Another a truth that may not be so universally acknowledged is that a successful biopic must dedicate itself to not so much showing the protaganist doing what made him famous, but rather showing why the protaganist arrived at the destination that made him famous. One of the more fascinating biopics of the last decade -- albeit one whose subject is fictional -- is Christopher Nolan's 2005 Batman Begins. Nolan grasped what separates the Batman origin myth from other comic heroes -- he's not an alien from another planet, he hasn't been exposed to massive radiation doses, nor is he the disgruntled victim of an ultra-secret government experiment. No, he's just a child of privilege who suffers an unimaginable tragedy who then projects the pain borne of that trauma into devoting his life (and wealth) to the cause of striking fear into the hearts of predators who prey on the weak and defenseless. Batman's superpower is his mortality; underneath the mask he is but Bruce Wayne. Ergo, every scene of sequel The Dark Knight sans Heath Ledger descends into fuggy cartoonishness.
The filmmakers behind Coco avant Chanel, director Anne Fontaine co-wrote the script with her sister Camille, masterfully unfurl the why of Coco Chanel with muted detachment. We don't see gamine Audrey Tautou performing the quintessential Coco Chanel posture -- overseeing her own fashion show with detailed intensity -- until the closing moments of the film. Instead the film focuses on Chanel's early life adventures while quietly stitching the identity garment she would ultimately slip into.
After the prerequisite opening sequences of a miserable childhood (is it a coincidence that seemingly every great man and woman in history began life as an orphan, an abuse victim, a friendless loner, or hopelessly destitute?) we're introduced to Gabrielle Chanel busking in a seedy early-20th century French version of a nightclub/brothel. After an uber-wealthy sexual suitor nicknames her Coco for the ditty she performs, Chanel instantly establishes herself as a headstrong individualist who spits at convention (and the men who perpetrate them).
Tautou scowls, glares, and snaps at everyone around her, in this case conformist hedonistic Parisian bluebloods while criticizing their dresses, their hats, and their mores. Shrewdly maneuvering herself into a high-class world doggedly devoted to exclusion, the film slowly consecrates Chanel as not simply the first fashion superstar, but the first woman of the 20th century. From her refutation of corsets to her simple and dark livery, Chanel's philosophy was to accentuate femininity through adoption of masculine style.
Fontaine did such a wonderful job of establishing Chanel's revolutionary spirit that the second half of the film takes a most disturbing turn. Suddenly, this beacon of feminist strength succumbs to a weakness that undoes all the goodwill she had earned. Let's just say the nickname of the man she falls in love with is Boy. Yea...

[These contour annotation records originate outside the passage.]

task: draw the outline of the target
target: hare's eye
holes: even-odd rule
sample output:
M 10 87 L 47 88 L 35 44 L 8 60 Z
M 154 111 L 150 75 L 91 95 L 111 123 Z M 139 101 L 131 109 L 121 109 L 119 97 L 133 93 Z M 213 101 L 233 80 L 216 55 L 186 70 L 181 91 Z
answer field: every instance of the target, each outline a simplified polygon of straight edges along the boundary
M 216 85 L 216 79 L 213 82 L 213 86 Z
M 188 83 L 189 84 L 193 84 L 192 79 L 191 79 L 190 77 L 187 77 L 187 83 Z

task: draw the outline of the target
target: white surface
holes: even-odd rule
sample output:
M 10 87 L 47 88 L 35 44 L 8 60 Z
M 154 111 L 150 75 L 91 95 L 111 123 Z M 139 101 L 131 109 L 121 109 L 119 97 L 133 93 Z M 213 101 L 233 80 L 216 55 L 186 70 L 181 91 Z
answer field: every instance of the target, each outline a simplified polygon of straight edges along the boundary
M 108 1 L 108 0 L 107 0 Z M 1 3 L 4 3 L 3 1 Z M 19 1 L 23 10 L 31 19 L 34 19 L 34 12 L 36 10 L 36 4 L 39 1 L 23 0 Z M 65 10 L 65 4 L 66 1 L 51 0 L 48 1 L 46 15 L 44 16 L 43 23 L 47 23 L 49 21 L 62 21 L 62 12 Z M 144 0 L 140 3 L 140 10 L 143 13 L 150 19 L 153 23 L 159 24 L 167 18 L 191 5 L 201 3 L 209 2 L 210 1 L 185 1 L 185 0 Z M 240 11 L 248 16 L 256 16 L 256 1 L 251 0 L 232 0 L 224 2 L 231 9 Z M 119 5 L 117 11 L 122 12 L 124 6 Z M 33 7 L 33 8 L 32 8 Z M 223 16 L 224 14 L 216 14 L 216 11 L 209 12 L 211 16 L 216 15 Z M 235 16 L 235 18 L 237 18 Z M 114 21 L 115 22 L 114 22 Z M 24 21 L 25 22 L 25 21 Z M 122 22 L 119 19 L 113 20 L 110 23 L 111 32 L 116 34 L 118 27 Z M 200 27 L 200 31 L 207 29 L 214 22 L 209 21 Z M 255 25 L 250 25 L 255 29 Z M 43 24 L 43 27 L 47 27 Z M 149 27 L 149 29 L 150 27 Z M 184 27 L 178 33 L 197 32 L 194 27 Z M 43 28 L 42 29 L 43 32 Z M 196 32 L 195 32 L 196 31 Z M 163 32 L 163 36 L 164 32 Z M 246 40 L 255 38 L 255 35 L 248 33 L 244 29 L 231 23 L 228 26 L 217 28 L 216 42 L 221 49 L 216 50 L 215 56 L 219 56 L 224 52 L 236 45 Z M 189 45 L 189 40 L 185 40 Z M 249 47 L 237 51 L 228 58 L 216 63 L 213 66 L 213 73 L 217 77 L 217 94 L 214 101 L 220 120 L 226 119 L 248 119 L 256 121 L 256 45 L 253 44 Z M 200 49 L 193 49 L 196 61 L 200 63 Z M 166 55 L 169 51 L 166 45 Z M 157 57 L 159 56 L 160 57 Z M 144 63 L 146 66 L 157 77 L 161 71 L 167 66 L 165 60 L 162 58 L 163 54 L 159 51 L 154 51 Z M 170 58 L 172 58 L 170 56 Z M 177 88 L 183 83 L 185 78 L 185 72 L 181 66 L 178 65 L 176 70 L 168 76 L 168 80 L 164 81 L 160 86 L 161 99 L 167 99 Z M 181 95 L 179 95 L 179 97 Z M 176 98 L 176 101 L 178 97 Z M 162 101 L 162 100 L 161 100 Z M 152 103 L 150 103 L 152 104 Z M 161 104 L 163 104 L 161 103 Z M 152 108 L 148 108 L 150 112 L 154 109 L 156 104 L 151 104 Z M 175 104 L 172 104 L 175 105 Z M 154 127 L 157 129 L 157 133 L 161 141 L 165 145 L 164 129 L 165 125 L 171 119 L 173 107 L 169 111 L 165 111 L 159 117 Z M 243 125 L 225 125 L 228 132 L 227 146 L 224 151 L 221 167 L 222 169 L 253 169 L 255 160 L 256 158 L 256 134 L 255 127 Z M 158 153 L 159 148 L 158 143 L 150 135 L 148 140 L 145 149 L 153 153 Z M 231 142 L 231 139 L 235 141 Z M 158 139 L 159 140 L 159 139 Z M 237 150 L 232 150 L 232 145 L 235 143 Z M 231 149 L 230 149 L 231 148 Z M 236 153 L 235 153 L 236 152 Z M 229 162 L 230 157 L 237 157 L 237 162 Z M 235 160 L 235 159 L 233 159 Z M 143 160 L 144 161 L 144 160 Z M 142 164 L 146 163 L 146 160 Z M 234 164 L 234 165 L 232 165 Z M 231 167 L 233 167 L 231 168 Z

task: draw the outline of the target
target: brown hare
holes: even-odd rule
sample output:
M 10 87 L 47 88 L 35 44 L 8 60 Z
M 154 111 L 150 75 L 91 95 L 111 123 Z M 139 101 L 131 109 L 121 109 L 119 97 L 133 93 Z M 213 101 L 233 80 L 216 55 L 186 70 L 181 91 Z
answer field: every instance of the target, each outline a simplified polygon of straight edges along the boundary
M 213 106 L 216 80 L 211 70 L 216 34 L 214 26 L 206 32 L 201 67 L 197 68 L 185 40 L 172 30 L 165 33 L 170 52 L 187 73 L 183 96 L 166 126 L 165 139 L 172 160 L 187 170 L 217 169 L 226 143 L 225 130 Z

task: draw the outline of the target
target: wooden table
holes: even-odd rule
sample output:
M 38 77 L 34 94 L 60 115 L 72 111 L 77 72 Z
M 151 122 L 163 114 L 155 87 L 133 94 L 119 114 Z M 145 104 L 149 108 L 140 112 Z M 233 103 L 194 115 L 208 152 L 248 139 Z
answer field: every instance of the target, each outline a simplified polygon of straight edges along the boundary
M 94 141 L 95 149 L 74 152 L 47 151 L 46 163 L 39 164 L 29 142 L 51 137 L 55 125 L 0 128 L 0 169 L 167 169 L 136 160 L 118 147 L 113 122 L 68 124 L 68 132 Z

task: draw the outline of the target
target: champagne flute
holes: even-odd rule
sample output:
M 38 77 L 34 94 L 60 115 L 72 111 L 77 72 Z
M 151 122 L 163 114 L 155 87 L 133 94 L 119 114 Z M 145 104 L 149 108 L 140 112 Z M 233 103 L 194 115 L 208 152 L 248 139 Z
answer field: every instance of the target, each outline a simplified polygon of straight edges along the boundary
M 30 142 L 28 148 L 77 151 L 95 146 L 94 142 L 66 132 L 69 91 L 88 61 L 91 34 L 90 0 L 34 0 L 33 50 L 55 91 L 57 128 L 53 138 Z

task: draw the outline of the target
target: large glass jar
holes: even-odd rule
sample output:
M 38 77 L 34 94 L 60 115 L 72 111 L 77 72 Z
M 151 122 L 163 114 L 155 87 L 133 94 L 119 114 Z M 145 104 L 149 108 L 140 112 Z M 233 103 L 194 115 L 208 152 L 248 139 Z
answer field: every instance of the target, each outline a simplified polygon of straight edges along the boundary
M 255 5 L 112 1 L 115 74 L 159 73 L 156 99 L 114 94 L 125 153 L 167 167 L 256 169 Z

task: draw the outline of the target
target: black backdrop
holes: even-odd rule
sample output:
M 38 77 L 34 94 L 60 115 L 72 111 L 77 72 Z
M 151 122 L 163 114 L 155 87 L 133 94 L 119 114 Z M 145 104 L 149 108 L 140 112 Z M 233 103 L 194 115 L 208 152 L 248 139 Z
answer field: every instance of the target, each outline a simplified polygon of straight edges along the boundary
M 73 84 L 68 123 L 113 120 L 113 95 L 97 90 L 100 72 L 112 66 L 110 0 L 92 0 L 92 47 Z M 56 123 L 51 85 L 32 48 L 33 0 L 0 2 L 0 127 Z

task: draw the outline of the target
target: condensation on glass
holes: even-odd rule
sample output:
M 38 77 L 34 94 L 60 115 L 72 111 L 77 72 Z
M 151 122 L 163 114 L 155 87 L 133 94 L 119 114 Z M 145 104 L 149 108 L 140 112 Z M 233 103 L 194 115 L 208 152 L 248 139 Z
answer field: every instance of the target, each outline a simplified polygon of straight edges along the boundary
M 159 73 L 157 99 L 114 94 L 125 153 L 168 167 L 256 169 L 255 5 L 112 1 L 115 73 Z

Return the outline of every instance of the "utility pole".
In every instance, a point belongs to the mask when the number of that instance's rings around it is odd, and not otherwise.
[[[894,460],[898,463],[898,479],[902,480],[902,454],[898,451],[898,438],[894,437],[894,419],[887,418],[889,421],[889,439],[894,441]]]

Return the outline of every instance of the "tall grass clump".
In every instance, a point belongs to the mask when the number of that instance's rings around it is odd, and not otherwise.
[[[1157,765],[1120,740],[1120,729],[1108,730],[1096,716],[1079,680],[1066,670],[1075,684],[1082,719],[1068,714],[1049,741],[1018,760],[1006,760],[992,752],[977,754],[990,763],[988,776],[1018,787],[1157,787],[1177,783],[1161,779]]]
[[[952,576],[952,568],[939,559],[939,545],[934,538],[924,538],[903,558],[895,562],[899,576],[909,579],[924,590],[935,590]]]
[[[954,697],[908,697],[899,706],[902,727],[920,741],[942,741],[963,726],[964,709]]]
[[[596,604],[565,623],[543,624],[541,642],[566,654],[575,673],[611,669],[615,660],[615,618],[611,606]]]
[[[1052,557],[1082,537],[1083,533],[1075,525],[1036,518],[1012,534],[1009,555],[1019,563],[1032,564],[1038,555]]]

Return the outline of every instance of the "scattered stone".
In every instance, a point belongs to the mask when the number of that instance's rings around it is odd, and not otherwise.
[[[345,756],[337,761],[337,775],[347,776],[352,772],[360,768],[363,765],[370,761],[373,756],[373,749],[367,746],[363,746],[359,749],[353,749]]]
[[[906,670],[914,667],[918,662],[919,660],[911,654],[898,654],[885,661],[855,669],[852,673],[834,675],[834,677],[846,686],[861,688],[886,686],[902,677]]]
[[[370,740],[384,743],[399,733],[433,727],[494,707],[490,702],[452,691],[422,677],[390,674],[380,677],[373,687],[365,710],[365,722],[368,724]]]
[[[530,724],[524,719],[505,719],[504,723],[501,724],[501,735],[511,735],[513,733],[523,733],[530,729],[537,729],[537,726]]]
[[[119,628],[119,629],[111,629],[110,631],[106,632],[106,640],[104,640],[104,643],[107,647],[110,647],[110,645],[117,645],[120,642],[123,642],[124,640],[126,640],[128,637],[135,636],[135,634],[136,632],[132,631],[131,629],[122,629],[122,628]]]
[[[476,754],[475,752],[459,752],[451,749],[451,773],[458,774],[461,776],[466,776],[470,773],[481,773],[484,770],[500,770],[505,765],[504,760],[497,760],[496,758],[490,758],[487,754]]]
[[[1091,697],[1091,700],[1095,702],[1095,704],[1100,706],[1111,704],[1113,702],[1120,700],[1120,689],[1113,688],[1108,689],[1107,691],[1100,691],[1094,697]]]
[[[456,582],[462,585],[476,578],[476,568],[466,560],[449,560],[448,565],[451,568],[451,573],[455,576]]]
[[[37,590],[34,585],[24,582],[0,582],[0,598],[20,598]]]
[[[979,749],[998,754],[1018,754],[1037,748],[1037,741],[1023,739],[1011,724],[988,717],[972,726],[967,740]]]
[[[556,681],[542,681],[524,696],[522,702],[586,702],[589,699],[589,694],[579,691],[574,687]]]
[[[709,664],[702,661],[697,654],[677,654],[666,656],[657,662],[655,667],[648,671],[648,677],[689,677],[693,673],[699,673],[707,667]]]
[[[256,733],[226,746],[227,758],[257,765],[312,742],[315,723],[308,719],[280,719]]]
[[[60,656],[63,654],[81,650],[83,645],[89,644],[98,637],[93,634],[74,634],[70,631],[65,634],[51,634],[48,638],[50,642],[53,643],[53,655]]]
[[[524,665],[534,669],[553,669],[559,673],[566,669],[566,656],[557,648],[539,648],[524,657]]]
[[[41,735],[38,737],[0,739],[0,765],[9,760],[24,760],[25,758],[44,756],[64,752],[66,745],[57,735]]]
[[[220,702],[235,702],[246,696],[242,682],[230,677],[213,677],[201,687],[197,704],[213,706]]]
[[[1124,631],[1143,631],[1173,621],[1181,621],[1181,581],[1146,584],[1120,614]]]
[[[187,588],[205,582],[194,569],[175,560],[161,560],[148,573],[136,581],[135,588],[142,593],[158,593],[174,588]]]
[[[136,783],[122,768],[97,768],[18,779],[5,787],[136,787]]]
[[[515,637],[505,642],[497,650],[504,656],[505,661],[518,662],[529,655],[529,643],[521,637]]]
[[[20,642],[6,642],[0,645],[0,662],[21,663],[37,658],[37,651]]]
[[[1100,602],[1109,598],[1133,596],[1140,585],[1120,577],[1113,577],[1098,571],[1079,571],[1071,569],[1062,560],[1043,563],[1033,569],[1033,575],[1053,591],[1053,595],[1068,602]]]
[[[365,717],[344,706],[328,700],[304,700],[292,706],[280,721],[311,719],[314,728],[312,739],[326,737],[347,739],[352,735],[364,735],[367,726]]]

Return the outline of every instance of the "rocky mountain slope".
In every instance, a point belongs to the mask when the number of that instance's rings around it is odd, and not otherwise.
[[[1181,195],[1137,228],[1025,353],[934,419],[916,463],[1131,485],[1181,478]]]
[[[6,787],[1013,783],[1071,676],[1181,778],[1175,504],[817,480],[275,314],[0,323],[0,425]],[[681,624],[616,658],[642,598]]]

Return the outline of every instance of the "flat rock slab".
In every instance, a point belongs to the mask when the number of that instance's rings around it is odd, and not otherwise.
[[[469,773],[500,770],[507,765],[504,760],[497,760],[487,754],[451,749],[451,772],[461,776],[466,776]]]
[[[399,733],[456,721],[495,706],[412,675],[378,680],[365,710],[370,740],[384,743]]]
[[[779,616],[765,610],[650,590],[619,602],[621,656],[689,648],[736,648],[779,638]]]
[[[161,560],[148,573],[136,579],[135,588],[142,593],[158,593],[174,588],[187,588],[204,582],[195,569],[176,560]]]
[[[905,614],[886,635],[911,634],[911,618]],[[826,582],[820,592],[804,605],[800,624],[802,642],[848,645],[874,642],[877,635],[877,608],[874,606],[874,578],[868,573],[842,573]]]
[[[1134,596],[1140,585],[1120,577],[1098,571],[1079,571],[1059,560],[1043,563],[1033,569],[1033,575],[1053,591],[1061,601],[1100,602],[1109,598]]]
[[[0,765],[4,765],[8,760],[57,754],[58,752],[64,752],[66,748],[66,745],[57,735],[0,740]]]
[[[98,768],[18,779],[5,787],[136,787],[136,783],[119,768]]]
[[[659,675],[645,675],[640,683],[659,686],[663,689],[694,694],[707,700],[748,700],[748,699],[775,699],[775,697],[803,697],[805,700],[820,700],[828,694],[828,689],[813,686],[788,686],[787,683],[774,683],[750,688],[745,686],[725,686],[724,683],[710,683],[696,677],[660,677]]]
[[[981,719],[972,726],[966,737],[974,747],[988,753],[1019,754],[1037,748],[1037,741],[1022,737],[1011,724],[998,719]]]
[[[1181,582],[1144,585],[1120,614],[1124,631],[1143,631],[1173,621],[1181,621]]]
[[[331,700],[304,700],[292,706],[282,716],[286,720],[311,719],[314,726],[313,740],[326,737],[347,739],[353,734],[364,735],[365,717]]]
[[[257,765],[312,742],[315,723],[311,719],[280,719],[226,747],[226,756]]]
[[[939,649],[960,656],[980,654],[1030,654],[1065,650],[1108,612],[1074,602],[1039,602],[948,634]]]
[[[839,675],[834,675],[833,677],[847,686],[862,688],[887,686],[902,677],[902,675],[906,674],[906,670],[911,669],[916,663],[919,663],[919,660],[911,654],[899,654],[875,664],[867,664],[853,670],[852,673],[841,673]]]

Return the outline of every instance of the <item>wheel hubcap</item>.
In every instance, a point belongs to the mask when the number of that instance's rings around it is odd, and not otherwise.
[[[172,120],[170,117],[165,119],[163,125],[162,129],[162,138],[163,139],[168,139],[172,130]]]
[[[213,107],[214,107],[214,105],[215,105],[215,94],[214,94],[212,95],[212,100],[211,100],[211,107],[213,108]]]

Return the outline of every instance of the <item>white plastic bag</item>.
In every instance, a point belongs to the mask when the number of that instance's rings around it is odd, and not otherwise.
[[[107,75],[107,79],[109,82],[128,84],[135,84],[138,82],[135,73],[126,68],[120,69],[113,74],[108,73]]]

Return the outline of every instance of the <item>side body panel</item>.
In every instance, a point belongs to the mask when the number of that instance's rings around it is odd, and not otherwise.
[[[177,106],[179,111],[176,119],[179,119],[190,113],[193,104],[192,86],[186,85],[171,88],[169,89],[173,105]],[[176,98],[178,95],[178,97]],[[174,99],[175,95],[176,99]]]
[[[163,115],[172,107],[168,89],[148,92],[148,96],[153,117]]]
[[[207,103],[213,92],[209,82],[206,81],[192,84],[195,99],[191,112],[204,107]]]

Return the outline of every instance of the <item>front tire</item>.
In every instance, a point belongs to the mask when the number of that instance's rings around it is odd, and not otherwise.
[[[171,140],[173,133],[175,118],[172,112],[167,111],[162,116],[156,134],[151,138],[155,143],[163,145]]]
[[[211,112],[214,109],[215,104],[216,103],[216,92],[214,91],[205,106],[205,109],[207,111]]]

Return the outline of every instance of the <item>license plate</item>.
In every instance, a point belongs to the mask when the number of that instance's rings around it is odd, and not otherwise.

Coco avant Chanel is a very likable film. It draws you in, it makes you care about the characters, and it's technically proficient, but I suspect the lasting sourness I felt is the result of philistine studio bosses diluting a perfectly artistic film for the purpose of American marketability, for a French-speaking film this new world encroachment is surely an unpleasant surprise. Sacrebleu!